Here she is. My girl friday. The Statue of Liberty. I thought she would be a good one to look at, today. Our independence day.

France, back when they liked us, wanted to give us a gift to mark the Centennial of the Declaration of Independence. They commissioned a sculptor, Frederic Bartholdi, to make the gift. He built the first model, on a small scale, in 1970. )this one now stands in the Jardin du Luxembourg, in Paris.)
Bartholdi went on a visit, to Egypt, and got inspired by the Suez canal. While there, he got a grand idea to build a light house for the entrance of said canal. Unfortunately, his plan never came to commission, because the Egyptian government could not afford his work. So he transferred his grand plan to this particular statue.
It was agreed she would be a joint effort, with the Americans responsible for the base, and the French people responsible for the statue, and it's assembly. The french had to raise $250,000 (much money for that era) to uphold their end of this deal.
Bartholdi required the assistance of an engineer to address the structural issues related to building such a massive, copper sculpture. Gustave Eiffel was commissioned to design the rather large iron pylons and the secondary skeletal frame work needed. However, he had a 'side kick', a structuran enineer name Maurice Koechin, whom he delegated the dtail work to.

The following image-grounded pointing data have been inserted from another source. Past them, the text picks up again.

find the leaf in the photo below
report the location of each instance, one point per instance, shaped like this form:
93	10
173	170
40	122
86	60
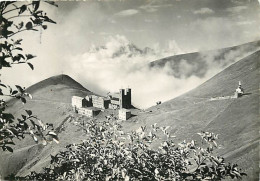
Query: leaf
22	9
23	100
52	133
51	3
18	48
19	88
14	92
28	25
31	65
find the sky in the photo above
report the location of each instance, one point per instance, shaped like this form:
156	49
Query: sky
106	45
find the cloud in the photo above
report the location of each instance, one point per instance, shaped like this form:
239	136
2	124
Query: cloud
236	9
128	12
204	11
153	7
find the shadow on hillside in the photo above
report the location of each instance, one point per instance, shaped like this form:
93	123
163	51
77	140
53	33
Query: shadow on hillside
246	94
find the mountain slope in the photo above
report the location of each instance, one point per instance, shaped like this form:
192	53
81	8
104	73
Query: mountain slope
235	120
51	103
198	63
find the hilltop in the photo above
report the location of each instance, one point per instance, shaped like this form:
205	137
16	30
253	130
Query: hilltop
235	120
198	63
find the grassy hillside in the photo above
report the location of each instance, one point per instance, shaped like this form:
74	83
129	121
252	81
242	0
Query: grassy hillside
198	62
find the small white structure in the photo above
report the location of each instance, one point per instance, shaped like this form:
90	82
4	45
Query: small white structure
124	114
89	112
78	102
239	91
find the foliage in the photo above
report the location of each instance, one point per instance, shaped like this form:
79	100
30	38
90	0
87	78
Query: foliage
110	154
16	17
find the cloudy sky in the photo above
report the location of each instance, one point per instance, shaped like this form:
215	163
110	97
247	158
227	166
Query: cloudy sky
86	43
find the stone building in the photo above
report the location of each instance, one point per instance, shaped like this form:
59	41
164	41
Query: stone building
122	99
124	114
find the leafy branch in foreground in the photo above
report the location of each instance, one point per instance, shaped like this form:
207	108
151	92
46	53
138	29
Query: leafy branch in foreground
110	154
15	18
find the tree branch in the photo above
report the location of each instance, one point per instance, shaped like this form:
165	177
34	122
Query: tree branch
15	8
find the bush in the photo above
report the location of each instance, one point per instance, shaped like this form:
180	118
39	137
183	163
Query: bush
12	23
110	154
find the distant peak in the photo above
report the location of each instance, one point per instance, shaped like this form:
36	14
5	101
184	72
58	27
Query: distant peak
61	79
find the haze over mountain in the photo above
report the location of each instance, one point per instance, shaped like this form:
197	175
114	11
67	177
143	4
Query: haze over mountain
235	120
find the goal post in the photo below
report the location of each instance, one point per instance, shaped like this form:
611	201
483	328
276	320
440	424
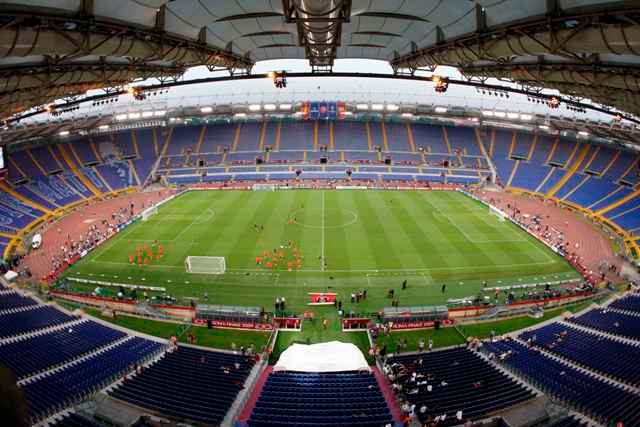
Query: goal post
498	213
149	212
205	264
264	187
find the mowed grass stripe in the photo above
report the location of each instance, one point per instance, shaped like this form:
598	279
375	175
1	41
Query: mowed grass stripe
337	251
375	234
501	251
363	252
417	236
458	250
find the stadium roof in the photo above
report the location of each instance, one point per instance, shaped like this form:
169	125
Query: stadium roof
585	48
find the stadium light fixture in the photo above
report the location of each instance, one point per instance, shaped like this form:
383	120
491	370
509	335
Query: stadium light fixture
441	83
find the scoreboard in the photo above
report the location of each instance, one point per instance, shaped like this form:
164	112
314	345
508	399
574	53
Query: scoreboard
321	110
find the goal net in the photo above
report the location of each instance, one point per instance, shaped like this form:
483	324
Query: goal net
498	213
264	187
149	212
205	264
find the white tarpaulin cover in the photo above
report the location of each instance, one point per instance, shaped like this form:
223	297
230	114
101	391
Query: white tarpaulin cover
331	356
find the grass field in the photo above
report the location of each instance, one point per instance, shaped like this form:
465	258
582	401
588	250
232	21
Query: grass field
348	241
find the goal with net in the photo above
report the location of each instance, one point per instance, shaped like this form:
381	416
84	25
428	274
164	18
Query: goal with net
149	212
497	212
205	264
264	187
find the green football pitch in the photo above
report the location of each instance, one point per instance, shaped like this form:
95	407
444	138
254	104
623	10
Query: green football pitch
347	241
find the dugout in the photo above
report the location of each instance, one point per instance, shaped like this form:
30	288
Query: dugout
425	313
228	313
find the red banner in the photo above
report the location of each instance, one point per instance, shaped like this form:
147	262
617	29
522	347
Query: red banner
234	325
420	324
322	298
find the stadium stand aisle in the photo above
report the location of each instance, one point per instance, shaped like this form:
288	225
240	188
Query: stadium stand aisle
631	302
613	322
31	318
188	383
326	399
446	382
569	421
589	350
603	401
53	392
10	299
74	420
34	354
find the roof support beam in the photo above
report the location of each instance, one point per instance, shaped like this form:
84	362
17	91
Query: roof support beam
319	24
557	50
72	42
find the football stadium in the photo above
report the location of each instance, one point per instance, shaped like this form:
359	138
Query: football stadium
321	213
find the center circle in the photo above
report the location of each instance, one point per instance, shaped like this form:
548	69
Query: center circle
333	218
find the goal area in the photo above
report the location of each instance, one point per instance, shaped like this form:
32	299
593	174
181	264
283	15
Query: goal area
205	264
264	187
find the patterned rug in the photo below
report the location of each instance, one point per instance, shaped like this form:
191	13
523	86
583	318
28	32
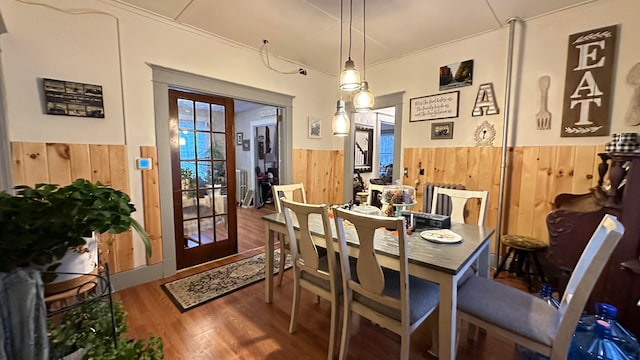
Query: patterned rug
198	289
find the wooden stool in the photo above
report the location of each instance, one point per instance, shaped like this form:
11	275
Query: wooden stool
524	249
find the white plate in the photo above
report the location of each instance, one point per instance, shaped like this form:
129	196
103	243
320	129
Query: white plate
444	236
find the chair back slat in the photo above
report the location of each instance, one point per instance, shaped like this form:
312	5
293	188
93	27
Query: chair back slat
304	250
458	199
371	279
592	261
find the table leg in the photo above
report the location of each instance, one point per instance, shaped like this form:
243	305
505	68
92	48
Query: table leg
447	319
483	261
268	252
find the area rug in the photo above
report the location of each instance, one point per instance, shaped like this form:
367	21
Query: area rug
200	288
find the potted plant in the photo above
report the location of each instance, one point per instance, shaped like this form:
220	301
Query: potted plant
88	331
40	224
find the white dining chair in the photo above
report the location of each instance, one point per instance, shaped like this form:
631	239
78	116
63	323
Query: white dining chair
392	299
528	320
313	271
292	192
459	200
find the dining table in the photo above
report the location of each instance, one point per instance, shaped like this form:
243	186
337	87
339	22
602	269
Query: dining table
442	263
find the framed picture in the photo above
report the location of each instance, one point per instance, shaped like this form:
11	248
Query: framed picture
456	75
72	98
431	107
315	128
442	130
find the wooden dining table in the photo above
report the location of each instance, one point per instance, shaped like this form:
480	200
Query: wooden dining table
443	264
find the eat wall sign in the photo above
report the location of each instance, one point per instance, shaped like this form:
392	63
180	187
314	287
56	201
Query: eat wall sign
587	92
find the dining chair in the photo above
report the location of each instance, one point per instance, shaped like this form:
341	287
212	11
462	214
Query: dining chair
292	192
527	319
370	193
392	299
459	199
315	272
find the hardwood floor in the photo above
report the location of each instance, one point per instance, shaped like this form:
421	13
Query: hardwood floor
242	326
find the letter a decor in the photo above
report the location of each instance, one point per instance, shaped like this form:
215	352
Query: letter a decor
587	92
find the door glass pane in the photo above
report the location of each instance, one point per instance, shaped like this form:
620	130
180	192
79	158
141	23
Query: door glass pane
185	114
204	175
206	204
217	112
189	205
219	147
206	231
222	229
188	175
203	121
187	145
219	173
203	145
220	202
190	229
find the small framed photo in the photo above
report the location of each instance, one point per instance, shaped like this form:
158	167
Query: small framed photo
442	130
315	128
456	75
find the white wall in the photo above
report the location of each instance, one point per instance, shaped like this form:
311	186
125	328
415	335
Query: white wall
44	43
541	50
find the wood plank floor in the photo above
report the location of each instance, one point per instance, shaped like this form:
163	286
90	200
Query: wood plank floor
242	326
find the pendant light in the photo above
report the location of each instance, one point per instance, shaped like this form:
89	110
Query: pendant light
350	77
340	122
363	101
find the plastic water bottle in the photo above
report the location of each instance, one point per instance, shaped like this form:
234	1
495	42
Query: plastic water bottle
621	336
597	345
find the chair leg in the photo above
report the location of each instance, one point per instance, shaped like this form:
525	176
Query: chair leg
404	346
283	257
295	304
346	332
334	326
502	263
543	279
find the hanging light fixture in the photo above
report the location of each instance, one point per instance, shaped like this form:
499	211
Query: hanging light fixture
340	122
363	101
350	77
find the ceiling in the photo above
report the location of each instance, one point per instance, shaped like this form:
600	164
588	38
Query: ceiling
307	32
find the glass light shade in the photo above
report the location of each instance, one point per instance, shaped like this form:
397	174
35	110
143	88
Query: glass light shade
364	99
340	121
350	77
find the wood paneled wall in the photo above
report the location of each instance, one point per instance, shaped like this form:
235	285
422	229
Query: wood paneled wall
59	163
322	172
534	176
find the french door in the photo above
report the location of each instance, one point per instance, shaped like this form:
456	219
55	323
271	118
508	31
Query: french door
203	177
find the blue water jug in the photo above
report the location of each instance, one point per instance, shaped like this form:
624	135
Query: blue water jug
596	344
620	335
546	294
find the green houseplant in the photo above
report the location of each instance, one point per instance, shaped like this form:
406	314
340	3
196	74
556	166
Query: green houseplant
40	224
90	327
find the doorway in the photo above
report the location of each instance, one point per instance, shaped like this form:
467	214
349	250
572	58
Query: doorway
388	109
203	173
165	79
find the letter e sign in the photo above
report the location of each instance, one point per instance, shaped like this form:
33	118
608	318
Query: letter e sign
587	92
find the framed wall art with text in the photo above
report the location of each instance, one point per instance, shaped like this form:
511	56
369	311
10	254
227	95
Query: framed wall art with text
432	107
588	84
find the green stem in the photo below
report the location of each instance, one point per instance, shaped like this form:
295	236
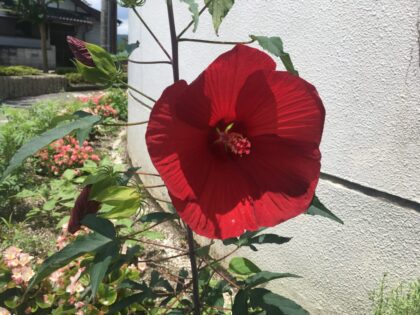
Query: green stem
128	124
192	20
152	34
205	41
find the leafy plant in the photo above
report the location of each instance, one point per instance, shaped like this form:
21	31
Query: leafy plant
404	299
18	70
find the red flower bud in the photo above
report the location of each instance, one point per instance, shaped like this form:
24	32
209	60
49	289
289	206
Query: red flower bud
82	207
80	52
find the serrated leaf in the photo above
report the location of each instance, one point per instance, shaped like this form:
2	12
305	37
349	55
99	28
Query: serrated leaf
317	208
218	10
240	304
100	264
126	302
193	7
243	266
157	217
89	243
113	194
37	143
130	47
266	276
274	304
102	59
153	235
274	45
91	74
99	225
107	294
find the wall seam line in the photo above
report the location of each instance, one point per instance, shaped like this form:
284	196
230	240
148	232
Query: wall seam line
372	192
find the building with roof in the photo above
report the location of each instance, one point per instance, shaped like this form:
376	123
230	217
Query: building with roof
20	40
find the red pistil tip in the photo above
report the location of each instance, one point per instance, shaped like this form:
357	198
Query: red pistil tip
235	142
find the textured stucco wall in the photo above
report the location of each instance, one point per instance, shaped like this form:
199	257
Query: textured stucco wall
363	57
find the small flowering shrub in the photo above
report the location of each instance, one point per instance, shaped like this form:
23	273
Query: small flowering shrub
238	150
62	290
65	153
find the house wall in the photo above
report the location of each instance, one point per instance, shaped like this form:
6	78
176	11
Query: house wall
24	51
363	57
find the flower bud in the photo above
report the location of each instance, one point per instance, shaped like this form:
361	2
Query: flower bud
82	207
80	52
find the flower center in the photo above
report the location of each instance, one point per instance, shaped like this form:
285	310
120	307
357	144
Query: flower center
235	142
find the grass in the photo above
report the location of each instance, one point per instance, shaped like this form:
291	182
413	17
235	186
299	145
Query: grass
404	299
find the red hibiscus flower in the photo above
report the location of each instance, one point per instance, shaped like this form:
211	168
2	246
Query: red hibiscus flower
238	148
82	207
80	52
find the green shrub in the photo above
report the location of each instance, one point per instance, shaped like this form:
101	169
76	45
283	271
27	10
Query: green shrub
75	78
404	299
18	70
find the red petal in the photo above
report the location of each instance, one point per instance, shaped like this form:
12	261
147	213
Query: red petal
286	173
281	104
212	96
175	146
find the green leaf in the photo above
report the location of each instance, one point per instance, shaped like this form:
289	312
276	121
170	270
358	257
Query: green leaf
100	225
113	194
153	235
218	10
89	243
266	276
243	266
158	217
240	305
102	59
126	302
317	208
274	304
274	45
107	294
119	209
193	6
37	143
130	47
269	239
100	264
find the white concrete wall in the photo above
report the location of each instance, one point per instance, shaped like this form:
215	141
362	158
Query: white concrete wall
363	57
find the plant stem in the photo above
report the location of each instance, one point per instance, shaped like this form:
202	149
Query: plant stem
128	124
175	68
205	41
147	174
152	34
149	62
174	40
194	272
139	92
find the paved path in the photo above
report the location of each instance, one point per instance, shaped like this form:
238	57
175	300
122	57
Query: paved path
30	100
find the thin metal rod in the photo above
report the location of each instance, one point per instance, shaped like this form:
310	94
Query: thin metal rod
194	271
152	34
174	40
149	62
205	41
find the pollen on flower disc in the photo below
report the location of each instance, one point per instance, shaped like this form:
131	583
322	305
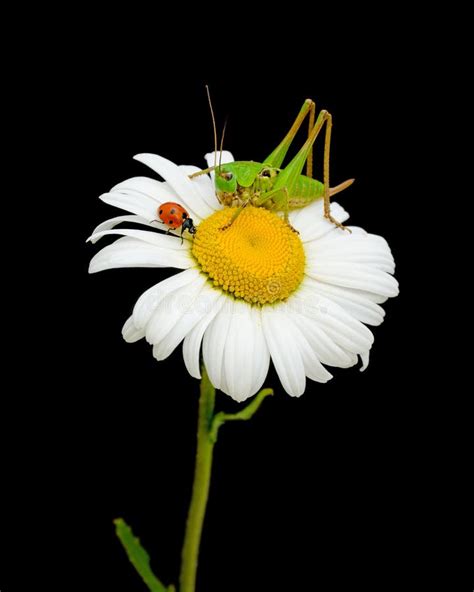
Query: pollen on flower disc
259	258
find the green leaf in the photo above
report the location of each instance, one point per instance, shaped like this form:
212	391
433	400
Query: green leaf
138	557
245	414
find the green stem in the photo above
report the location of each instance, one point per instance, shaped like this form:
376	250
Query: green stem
202	479
208	427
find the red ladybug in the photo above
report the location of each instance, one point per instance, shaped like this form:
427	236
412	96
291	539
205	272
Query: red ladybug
174	216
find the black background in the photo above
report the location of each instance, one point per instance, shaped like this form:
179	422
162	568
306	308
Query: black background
359	481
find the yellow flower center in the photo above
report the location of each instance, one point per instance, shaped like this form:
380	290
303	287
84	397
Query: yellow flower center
259	258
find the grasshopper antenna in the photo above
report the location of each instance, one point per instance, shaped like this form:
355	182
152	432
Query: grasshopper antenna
213	124
222	142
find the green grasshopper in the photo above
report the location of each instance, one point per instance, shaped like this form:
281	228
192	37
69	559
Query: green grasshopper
267	185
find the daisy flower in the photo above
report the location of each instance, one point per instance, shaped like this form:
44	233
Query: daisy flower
252	293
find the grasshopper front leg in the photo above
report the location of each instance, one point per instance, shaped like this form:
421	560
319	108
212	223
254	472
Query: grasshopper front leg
276	158
288	178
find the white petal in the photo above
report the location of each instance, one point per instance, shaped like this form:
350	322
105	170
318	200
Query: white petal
246	353
346	331
283	346
356	304
355	275
213	344
171	308
312	366
369	250
164	241
312	225
325	348
192	341
365	360
149	300
156	190
139	204
204	186
188	195
130	332
203	304
130	252
113	222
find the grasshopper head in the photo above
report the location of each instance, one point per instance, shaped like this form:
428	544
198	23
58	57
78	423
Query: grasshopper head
226	179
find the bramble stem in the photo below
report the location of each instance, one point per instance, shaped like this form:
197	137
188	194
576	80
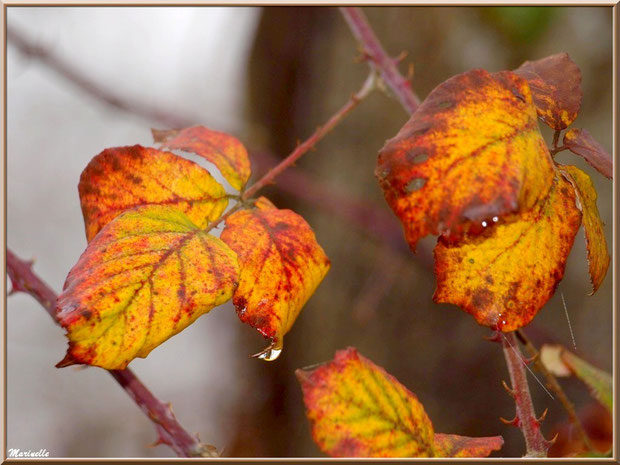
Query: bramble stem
526	420
309	143
379	60
169	430
552	383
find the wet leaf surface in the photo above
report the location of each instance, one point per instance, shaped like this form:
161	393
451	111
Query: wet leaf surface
146	276
121	178
224	151
472	151
281	266
555	82
356	409
505	275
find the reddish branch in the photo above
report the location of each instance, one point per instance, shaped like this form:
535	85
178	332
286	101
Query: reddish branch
553	384
309	143
525	417
379	60
169	430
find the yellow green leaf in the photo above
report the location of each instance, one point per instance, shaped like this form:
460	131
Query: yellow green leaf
555	82
356	409
281	266
472	151
452	445
598	257
505	275
146	276
121	178
581	142
224	151
558	359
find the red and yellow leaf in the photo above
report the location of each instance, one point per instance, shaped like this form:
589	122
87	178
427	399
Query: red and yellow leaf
472	151
555	82
281	266
452	445
356	409
505	275
126	177
146	276
224	151
580	142
598	257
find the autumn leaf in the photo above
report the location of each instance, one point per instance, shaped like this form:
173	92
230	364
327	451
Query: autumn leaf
146	276
505	275
281	266
126	177
224	151
356	409
471	152
598	257
562	362
580	142
555	82
452	445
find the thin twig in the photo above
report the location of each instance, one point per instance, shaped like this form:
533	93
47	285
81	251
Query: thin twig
552	383
309	143
169	430
68	71
525	418
379	59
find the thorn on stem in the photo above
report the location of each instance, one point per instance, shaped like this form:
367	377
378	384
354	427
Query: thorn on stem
511	392
513	422
400	57
552	441
541	418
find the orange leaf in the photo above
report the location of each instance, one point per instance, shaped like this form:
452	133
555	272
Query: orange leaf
452	445
125	177
356	409
146	276
224	151
598	257
281	266
580	142
505	275
555	82
472	151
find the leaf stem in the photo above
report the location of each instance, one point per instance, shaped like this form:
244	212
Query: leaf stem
379	60
169	430
525	419
552	383
309	143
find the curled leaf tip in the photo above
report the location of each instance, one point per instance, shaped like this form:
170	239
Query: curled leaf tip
270	353
470	153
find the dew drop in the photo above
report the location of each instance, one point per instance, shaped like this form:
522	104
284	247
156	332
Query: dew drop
270	353
416	184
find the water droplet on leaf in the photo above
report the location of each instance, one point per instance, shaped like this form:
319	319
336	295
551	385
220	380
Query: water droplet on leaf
270	353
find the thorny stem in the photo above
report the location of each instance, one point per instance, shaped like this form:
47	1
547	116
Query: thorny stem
379	60
309	143
369	219
553	384
525	419
169	430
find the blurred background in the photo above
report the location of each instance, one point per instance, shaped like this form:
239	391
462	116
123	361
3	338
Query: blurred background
83	79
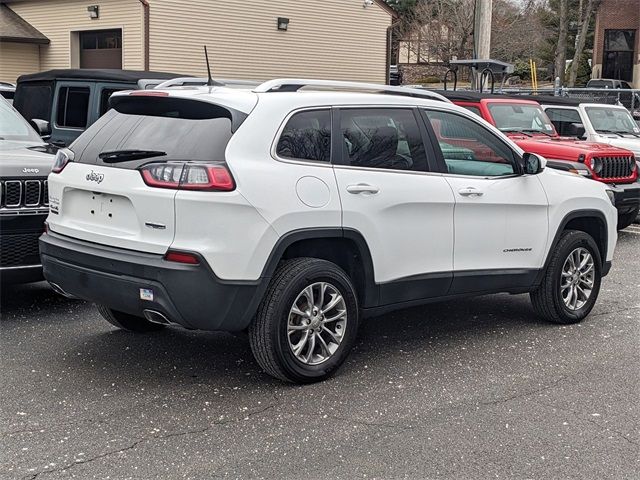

The original plan was to finish and present the statue to the US on July 4, 1876, but a late start, and delays prevented this. By that time only the right arm and torch were completed. THese were displayed at the Centennial Exposition in Philadelphia, where visitors were charged 50 cents to climb the ladder to the balcony. The money from this was used to start funding the pedestal.
By June 30, 1878, at the Paris Exposition, the completed head of the statue was displayed in the garden of the Trocadero palace, and other pieces were on display in the Champs de Mars.
In the US, a site was selected to display the statue, in the New York Harbor. The island, at that time was known as Bedloe's Island.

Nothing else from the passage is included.